AFTER THE HALSTED MEETING, ACROSS THE San Francisco BAY TO EAST BAY, AND PUMPING UP MOUNT DIABLO TO 3,849 FEET ON ELSA’S FANCY BIKE

 

I went to a grille in Palo Alto with Laurie and Alden as a team of giants came into the Stanford Park at the time we checked out—these were the Stanford football team, who were going to play ball with Brigham Young University in Stanford that afternoon.  We elected to do our own exercising, so we got over to Oakland and then to Walnut Creek, to the spacious Harken home, which I could now see by daylight.  We got into shorts and tee shirts, and with one of the faculty recovering from a “head bonk” as she puts it—she had been a serious biker, owns a score of racing bikes of various types, and loaned me one that cost a bit more than eh first several cars I had owned—as she is still recovering from a serious head injury from flipping over the handlebars of a fancy bike which Alden now has.  On it he has gone up to the top of Mount Diablo two dozen times—an overall climb of three thousand feet at a maximum of 18% grade.  We did it.  It is a very different experience doing it on a fancy bike with all the fancy gearings and the disc brakes and the front suspension.  It was a good workout, about two hours up and twenty minutes down at 27 miles per hour on the downslope.  We gathered at the Harken home, in which I keep discovering new and bigger rooms, with their huge bargain oriental rug and the very nice décor that Laurie has arranged.  She is making the back yard into a terraced garden in which they will be putting grape arbors above, and a pool on the downside where a fountain now stands, as we went around and fiddled with the automatic sprinkler system and watched Buffy do here only trick so far—retrieving the newspaper up the very steep driveway.  We then had snacks followed by dinner overlooking the sun setting on Mount Diablo we had just pumped our way up.

 

The leisurely morning was spent walking Buffy around Lafayette reservoir, throwing sticks into the water supply reservoir which is also stocked with fish.  There was even a large flock of turkeys wild along the dry slopes—a very pretty place, with a white raptor hovering overhead in the thermals.  This is great natural history in the California coast.

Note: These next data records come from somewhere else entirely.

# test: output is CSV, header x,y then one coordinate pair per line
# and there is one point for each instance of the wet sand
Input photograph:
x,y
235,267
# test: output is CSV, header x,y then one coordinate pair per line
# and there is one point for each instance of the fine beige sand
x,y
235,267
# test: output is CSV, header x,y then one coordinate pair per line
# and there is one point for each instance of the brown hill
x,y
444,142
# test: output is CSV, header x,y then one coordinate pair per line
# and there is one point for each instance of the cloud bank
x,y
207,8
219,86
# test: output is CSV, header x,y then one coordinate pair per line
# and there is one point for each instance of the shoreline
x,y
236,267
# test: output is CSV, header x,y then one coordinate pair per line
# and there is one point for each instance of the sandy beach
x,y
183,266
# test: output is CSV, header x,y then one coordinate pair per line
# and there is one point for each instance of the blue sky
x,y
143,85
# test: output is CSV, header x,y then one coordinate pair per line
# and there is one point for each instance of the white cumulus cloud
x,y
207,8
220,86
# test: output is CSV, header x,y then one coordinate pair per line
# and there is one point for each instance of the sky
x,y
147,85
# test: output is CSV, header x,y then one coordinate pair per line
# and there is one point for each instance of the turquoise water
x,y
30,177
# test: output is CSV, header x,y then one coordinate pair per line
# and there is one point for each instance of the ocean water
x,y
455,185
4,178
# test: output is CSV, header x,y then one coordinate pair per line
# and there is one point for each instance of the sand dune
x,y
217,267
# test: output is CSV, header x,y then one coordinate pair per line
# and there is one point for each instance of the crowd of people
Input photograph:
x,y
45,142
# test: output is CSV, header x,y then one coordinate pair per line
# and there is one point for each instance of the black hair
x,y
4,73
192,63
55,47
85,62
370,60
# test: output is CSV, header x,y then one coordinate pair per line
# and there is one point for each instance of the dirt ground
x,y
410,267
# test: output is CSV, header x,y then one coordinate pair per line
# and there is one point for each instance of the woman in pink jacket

And the Harkens have a very beautiful place from which to watch it all.

 

We watched a few minutes of the Raiders being beat by a last minute field goal b y Pittsburgh, and that Joe Gibbs Redskins won their season opener against the Tampa Bay Buccaneers.  Then we went through very dense traffic alongside BART as Alden drove me to SFO, with an apparent biking event in San Francisco at which Lance Armstrong appeared but did not compete because of tendonitis.  My flight was postponed so my arrival was well after midnight in Dulles, and I had little to do with a flat laptop battery except to see a banal movie and take a brief nap.

 

It has been yet another “pluperfect event” with the Harkens and the Halsted!